Migranti: «decostruire questa parola e risignificare l’importanza dei soggetti in transito, distruggere le differenze e i muri costruiti dai media e dalla classe politica tra ‘noi’ e ‘loro’, parlare non più di migranti, ma di storie, desideri, lotte, emozioni, vissuti che al pari dei nostri, anche se con privilegi diversi, sono in transito permanente»; graphic novel: «nell’urgenza di rimettere al centro la riflessione e la critica del potere politico delle immagini, abbiamo sperimentato nel disegno un linguaggio lieve e non intrusivo, capace di per sé di generare un tempo di relazione e di rappresentazione immediatamente condivisa», è con questi presupposti che nasce Senza confini, raccontando: un ragazzo afgano poliglotta che ha imparato a leggere e scrivere da solo; un pittore congolese che sogna l’Africa dalla periferia di Milano; un giornalista gambiano attivista del movimento dei rifugiati a Berlino; un militante turco fuggito dal carcere; un rifugiato – palestinese di famiglia, siriano di nascita, berlinese per scelta; una rapper americana nata in Florida che racconta i margini della società occidentale; infine una associazione internazionale di donne.

DUE ILLUSTRAZIONI efficaci sono quelle che riproducono la situazione dei migranti e rifugiati utilizzando la simbologia del gioco degli scacchi e del gioco dell’oca («burocrazia lenta: fermo tre turni; controllo di polizia: vai al Cie; sei licenziato: vai alla casella 2; cambio di leggi Eu: torni al muro; attacco dei nazi: finisci in ospedale, fermi un turno; prendi il foglio di via: torna alla casella 1»).
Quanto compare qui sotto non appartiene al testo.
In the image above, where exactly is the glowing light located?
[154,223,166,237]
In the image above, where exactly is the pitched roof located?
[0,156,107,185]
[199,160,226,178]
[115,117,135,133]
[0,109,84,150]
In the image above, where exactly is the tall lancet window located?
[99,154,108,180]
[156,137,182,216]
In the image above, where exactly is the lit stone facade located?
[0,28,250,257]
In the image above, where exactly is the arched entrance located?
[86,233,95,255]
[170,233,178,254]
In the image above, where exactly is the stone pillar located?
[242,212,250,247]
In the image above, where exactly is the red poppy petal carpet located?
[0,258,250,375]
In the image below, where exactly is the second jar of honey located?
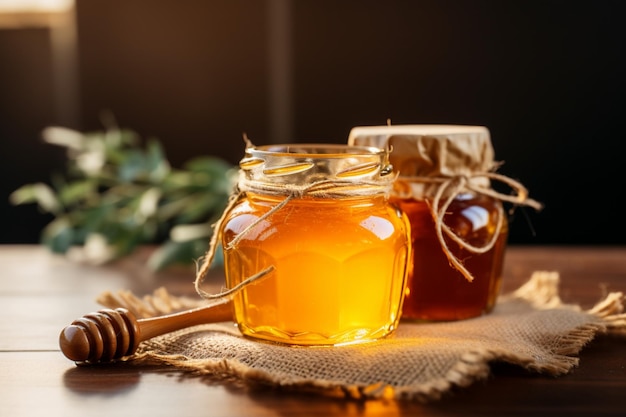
[348,125,539,321]
[216,144,410,345]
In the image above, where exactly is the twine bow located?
[398,172,543,282]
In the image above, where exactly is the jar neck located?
[238,144,393,198]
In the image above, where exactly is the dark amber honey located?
[395,193,508,320]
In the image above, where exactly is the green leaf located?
[59,179,98,206]
[9,182,61,214]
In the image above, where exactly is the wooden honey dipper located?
[59,301,233,363]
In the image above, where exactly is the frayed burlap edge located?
[98,271,626,402]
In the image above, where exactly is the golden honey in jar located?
[221,144,410,345]
[348,125,539,321]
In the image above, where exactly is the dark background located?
[0,0,626,245]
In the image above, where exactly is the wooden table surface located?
[0,245,626,417]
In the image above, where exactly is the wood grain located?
[0,245,626,417]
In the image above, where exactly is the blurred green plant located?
[9,123,235,271]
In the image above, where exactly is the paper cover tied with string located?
[348,125,541,320]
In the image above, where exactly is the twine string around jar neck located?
[397,172,543,282]
[195,174,393,300]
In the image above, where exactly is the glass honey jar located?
[207,144,410,345]
[348,125,540,321]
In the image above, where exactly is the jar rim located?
[246,143,386,158]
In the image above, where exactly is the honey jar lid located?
[348,124,497,177]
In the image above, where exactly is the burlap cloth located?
[99,272,626,401]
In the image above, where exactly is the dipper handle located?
[59,301,233,364]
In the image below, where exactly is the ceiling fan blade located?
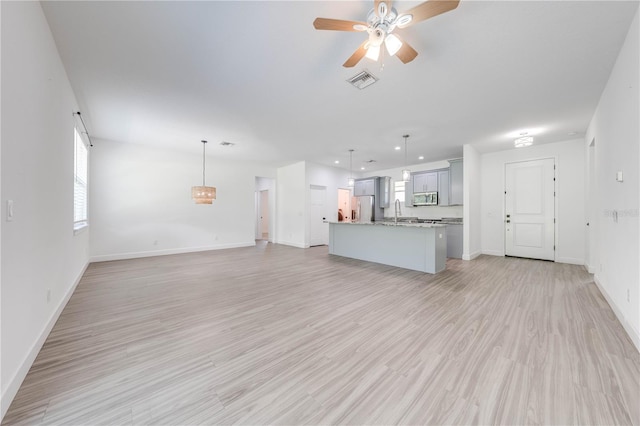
[313,18,367,31]
[397,0,460,28]
[373,0,391,18]
[396,34,418,64]
[342,40,369,68]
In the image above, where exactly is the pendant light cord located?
[403,135,409,169]
[202,141,207,186]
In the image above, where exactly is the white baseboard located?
[556,257,585,266]
[0,262,89,420]
[277,241,309,248]
[90,241,256,262]
[482,250,504,257]
[462,251,482,260]
[593,275,640,352]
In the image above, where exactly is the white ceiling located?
[43,0,638,170]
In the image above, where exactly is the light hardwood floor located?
[3,242,640,425]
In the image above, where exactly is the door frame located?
[307,184,330,247]
[502,155,560,262]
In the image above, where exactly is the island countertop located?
[329,222,447,274]
[329,221,447,228]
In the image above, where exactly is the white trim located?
[0,262,89,418]
[73,221,89,235]
[89,240,256,262]
[462,250,483,260]
[593,275,640,352]
[482,250,504,257]
[556,257,585,266]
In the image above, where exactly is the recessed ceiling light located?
[513,136,533,148]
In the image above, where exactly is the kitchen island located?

La situazione vissuta dai migranti è un labirinto la cui via di uscita può essere trovata solo distruggendo il labirinto stesso, partendo da un contesto di lotta e autodeterminazione che «aiuta a prendere forza, a essere attivi», come dice Muhammed, che continua: «Se desidero andare a vivere in un altro paese – perché io in quanto essere umano sono libero di decidere dove voglio stare, no? …invece continuo a non avere il diritto di lavorare e studiare. Perché? Non riesco proprio a capire».

UN ALTRO CAPITOLO molto significativo visivamente e narrativamente è quello di Napuli, artista e attivista sudanese, in cui perfino gli alberi – non solo gli esseri umani – non hanno radici e camminano per omaggiare i neonati.
Il volume si presenta come «etnographic novel», definizione accattivante. Ma è proprio dalla lettura di lavori come Senza confini che si può mettere in discussione il concetto di etnos e quindi anche di certa etnografia.
L’etnografia, così come la geopolitica, tendono a definire una volta per sempre degli ambiti per controllarli meglio. Se in Logiche meticce Jean-Loup Amselle, critica la «ragione antropologica», non complice ma figlia di un’ideologia coloniale che tendeva a separare i soggetti dal loro contesto e a classificare, distribuendo così, grazie al rapporto di forza favorevole, attributi e definizioni destinati inevitabilmente a diventare categorie politiche, Cogni e Staid rivendicano alla loro antropologia lo statuto di sapere di frontiera che vuole mettere in discussione tutti i confini. Senza confini, appunto.
È proprio dall’ibridazione delle culture – e non dalla sua conservazione – che possono nascere le nuove diversità che contrastano le logiche del controllo e del dominio.